Here's one more byproduct of the long, wet, warm spring: Metro-area residents may be swatting more mosquitoes than in recent summers, despite a broadening battle against them.
The Metropolitan Mosquito Control District has already treated nearly the number of mosquito-breeding wetland acres that it treats in an average year, but "that also means people are going to experience more near-normal levels of adult mosquitoes," executive director Jim Stark said.
"The last few years we've gotten a little spoiled by the [low] numbers of mosquitoes," Stark said.
The agency normally treats wetlands in the seven-county metro area with a bacterium that fatally disrupts the digestive systems of mosquitoes and other small related insects. It also uses a substance that prevents mosquito larvae from becoming biting egg-laying adults.

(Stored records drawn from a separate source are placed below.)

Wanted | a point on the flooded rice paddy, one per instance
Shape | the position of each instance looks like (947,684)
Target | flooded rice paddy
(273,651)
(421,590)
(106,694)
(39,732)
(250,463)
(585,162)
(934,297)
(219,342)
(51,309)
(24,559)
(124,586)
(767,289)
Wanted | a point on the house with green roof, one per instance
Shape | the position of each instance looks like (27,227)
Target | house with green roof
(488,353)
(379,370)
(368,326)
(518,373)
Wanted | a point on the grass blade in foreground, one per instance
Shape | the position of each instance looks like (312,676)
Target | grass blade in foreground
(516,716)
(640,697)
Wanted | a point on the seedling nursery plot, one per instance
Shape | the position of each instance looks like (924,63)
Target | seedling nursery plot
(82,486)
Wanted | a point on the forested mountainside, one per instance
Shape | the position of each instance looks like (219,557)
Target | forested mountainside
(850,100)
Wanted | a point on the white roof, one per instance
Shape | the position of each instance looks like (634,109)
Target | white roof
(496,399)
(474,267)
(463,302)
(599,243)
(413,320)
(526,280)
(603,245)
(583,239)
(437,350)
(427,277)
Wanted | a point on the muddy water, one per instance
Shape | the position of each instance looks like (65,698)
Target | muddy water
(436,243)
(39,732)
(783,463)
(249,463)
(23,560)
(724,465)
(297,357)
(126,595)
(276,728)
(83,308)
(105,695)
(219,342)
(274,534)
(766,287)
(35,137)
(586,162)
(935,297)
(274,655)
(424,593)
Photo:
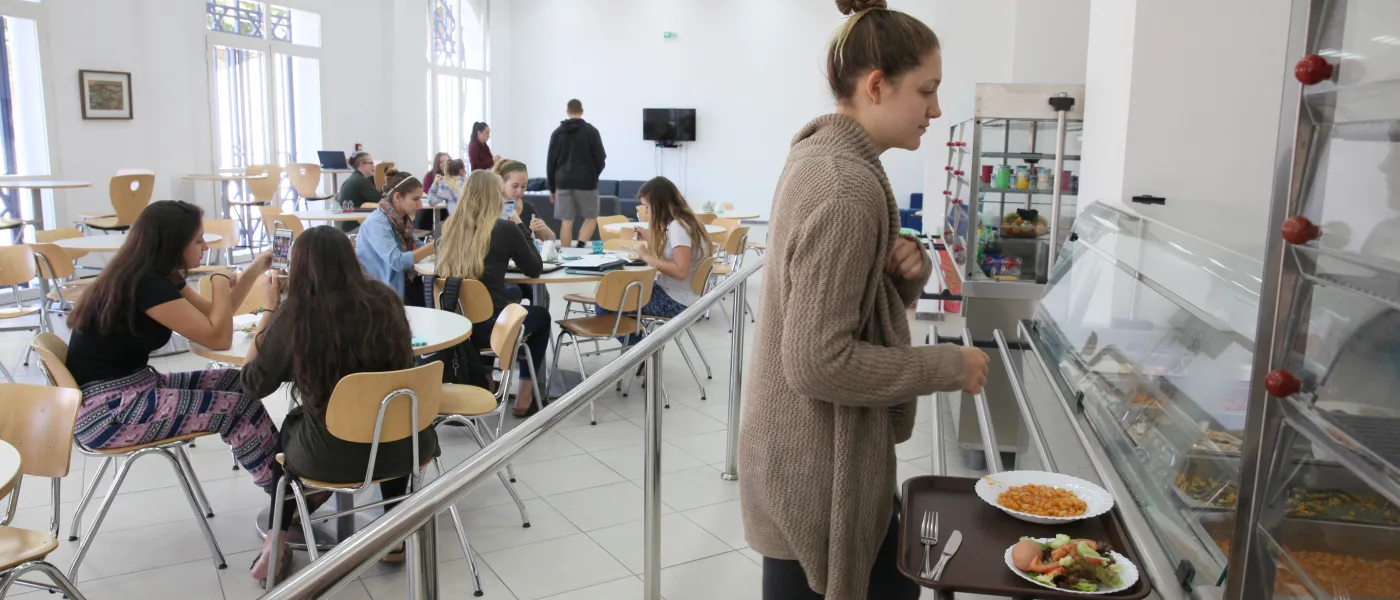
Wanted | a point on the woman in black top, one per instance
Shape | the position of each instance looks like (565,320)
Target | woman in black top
(130,311)
(335,322)
(479,245)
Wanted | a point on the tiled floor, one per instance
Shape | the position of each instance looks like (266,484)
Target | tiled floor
(581,486)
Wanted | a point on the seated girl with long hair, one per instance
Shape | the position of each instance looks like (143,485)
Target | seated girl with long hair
(674,242)
(479,245)
(335,322)
(130,311)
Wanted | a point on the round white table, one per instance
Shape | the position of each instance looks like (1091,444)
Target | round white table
(436,329)
(9,467)
(619,227)
(111,242)
(37,188)
(329,216)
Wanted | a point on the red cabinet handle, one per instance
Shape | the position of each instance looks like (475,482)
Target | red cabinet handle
(1299,230)
(1313,69)
(1281,383)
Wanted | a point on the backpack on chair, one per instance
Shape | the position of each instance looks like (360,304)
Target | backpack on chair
(462,362)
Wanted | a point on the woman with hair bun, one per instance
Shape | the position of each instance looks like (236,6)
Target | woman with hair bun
(385,245)
(835,379)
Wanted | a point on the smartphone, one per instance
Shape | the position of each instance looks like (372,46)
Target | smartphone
(282,249)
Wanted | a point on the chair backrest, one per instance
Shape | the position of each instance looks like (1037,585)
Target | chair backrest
(702,277)
(53,360)
(17,265)
(55,263)
(354,404)
(734,246)
(265,190)
(304,178)
(38,423)
(602,231)
(506,336)
(251,304)
(612,291)
(380,174)
(130,195)
(473,301)
(223,228)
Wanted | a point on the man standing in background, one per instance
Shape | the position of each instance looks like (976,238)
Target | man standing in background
(576,160)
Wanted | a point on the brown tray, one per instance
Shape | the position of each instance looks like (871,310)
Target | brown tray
(980,565)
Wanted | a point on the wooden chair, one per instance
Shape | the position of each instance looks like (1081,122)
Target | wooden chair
(602,231)
(622,293)
(252,302)
(17,267)
(261,193)
(129,195)
(468,406)
(38,423)
(226,228)
(305,179)
(371,409)
(380,174)
(53,355)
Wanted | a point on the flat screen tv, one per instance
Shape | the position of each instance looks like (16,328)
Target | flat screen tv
(668,125)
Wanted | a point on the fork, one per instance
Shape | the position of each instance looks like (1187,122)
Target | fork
(928,536)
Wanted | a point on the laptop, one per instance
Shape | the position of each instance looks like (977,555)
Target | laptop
(332,160)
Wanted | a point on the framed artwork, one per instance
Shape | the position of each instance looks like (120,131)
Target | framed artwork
(105,94)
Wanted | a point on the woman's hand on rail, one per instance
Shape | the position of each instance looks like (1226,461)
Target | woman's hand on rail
(975,369)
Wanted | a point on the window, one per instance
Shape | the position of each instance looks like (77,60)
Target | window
(458,73)
(265,80)
(24,137)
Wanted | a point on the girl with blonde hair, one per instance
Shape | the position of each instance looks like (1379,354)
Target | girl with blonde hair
(479,245)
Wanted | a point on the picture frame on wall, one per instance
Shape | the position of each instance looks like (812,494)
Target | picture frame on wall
(105,94)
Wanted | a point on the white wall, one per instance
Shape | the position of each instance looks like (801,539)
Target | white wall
(753,72)
(163,45)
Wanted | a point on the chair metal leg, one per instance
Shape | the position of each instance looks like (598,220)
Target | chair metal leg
(87,497)
(275,529)
(101,512)
(707,372)
(461,536)
(305,522)
(510,488)
(199,490)
(193,504)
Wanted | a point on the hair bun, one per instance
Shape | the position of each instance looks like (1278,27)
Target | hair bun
(850,7)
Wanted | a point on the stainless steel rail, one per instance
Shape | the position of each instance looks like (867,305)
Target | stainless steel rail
(416,515)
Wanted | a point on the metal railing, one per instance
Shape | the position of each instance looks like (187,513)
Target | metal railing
(417,515)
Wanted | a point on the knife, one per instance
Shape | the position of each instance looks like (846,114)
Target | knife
(949,548)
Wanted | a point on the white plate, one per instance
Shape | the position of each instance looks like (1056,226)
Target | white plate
(1098,501)
(1127,574)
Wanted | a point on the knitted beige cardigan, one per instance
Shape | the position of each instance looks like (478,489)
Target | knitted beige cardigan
(833,381)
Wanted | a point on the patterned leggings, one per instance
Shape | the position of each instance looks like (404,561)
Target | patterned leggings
(149,406)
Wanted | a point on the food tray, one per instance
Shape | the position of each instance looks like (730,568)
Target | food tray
(980,567)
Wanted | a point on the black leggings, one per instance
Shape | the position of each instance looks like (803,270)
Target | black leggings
(391,488)
(787,581)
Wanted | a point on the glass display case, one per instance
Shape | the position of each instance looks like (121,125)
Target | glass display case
(1325,409)
(1147,333)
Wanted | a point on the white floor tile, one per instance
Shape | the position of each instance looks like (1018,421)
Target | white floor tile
(730,576)
(620,589)
(553,567)
(629,460)
(723,520)
(557,476)
(696,487)
(681,541)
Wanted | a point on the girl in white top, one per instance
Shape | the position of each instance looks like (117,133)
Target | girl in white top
(674,242)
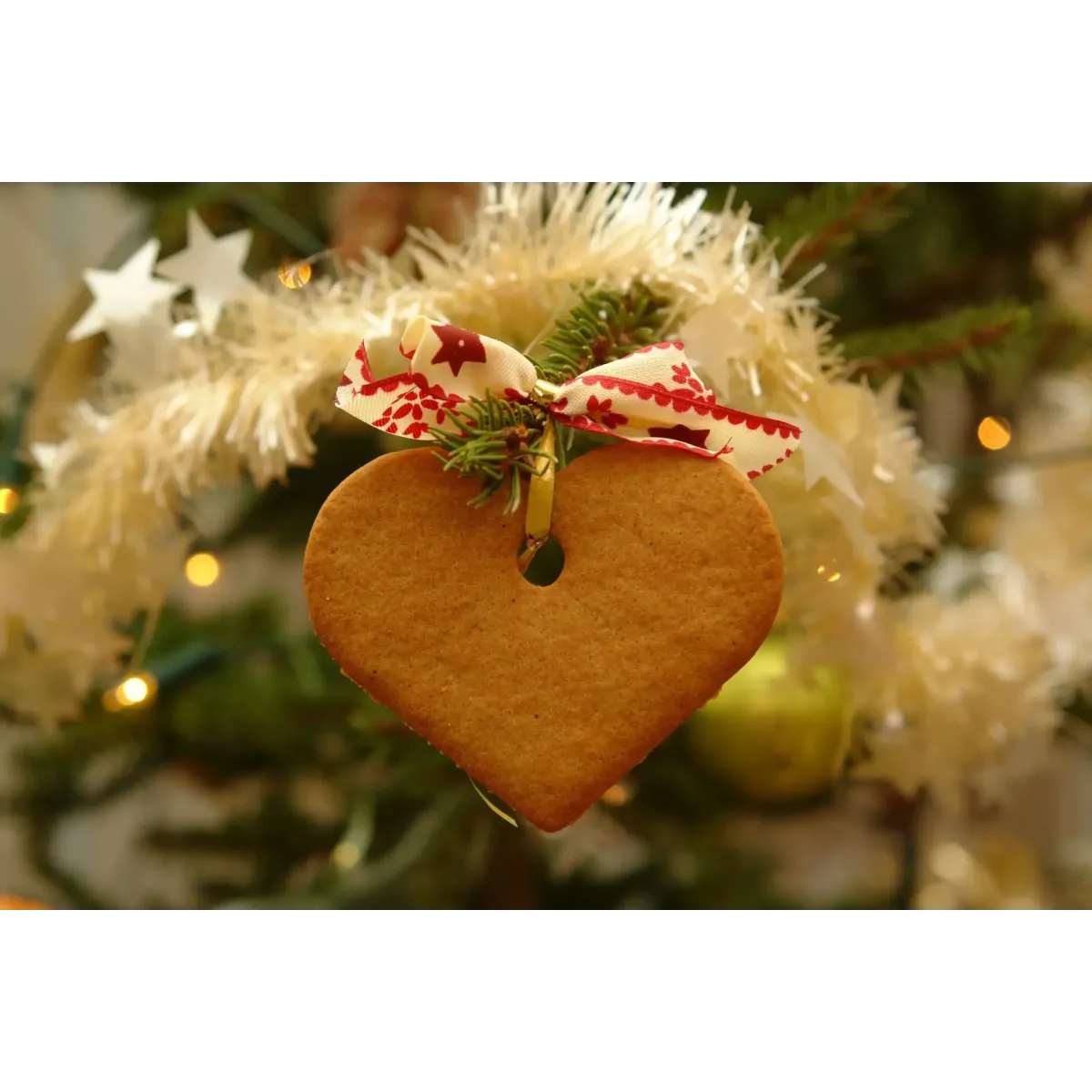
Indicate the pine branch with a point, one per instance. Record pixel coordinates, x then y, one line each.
829 217
603 327
970 338
500 441
497 441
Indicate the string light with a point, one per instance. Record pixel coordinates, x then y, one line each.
202 571
132 691
294 274
617 795
347 856
994 432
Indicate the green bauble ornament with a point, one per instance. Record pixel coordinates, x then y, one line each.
770 738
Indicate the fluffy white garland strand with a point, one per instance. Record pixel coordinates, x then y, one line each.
950 692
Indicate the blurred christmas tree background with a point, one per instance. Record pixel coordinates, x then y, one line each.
235 765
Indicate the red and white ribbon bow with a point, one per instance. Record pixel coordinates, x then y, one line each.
650 397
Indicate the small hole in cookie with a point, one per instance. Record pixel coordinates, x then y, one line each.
546 565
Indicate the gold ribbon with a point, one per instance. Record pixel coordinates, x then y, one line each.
541 490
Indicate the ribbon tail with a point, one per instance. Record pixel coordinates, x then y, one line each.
540 498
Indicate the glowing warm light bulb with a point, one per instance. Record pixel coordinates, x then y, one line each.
994 432
132 691
347 855
294 274
202 571
617 795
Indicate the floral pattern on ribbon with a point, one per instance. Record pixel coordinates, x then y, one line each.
650 397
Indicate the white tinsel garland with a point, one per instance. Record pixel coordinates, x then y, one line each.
951 691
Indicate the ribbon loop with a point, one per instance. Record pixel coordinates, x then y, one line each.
540 498
650 397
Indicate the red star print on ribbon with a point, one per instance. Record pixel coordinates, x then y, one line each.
650 397
458 348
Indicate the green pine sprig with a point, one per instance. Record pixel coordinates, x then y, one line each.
500 442
603 327
495 440
972 339
829 217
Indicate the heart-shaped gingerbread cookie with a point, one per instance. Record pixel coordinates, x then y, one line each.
546 696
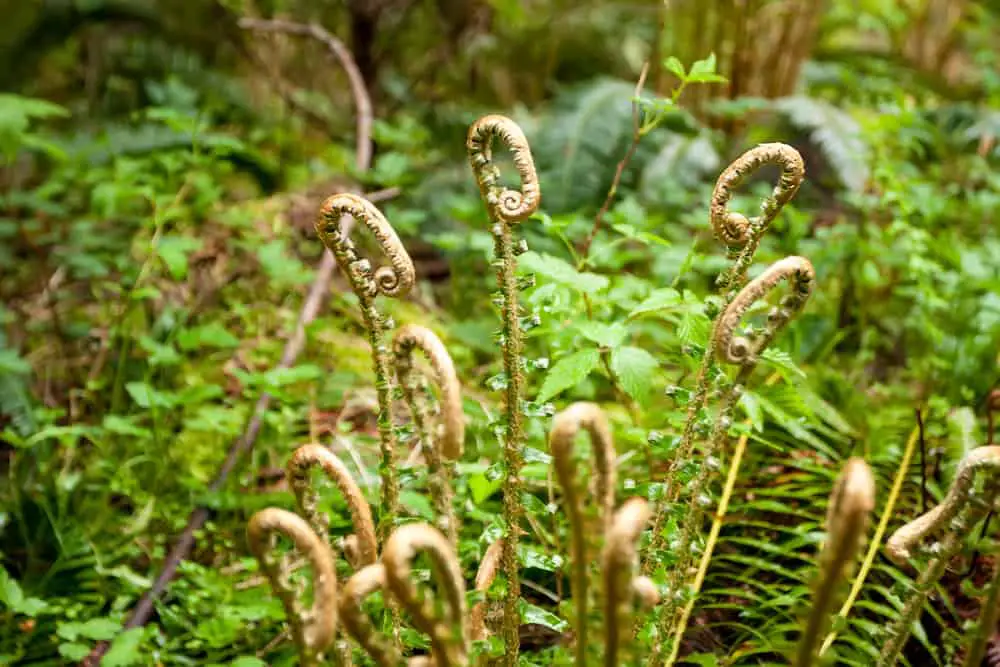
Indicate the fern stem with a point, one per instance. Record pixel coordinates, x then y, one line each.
890 505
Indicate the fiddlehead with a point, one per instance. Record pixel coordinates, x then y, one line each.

Those materials are usually dropped into wetlands from helicopters and by workers on foot.
This year, the agency is stepping up its use of spraying, and employing trucks and workers with backpacks who can spray heavily vegetated areas where adult mosquitoes might be congregating, Stark said. Usually operating in the evening, when winds are light, the workers spray a synthetic analogue of a material derived from chrysanthemums that kills the adult insects. The workers will treat both public and private land, Stark said.
Attacking larvae is more effective, Stark said, but this year the population of adults, including those that are known to carry diseases, is likely to be greater than in recent years.
Even normal rainfall the rest of the summer will require treating a record acreage, Stark said. That could be as many as 250,000 acres, or nearly 400 square miles across the seven-county metro area.
The Twin Cities had its second-rainiest May on record. That could boost the population of one of the most common biting species of mosquito, whose eggs can lie dormant for several years until they're flooded.
With Minnesota's climate trending over the longer term toward wetter and warmer conditions, Stark added, it's possible Minnesota will see longer mosquito seasons and new species.
"It's an ever-changing target we're after," he said.
While whining mosquitoes always get Minnesotans' attention, University of Minnesota Extension entomologist Jeff Hahn said two key garden pests -- Japanese beetles and earwigs -- should also be emerging soon.
Meanwhile, the report of a buzzing cicada -- characteristic of midsummer -- last week in south Minneapolis was unusually early, Hahn said.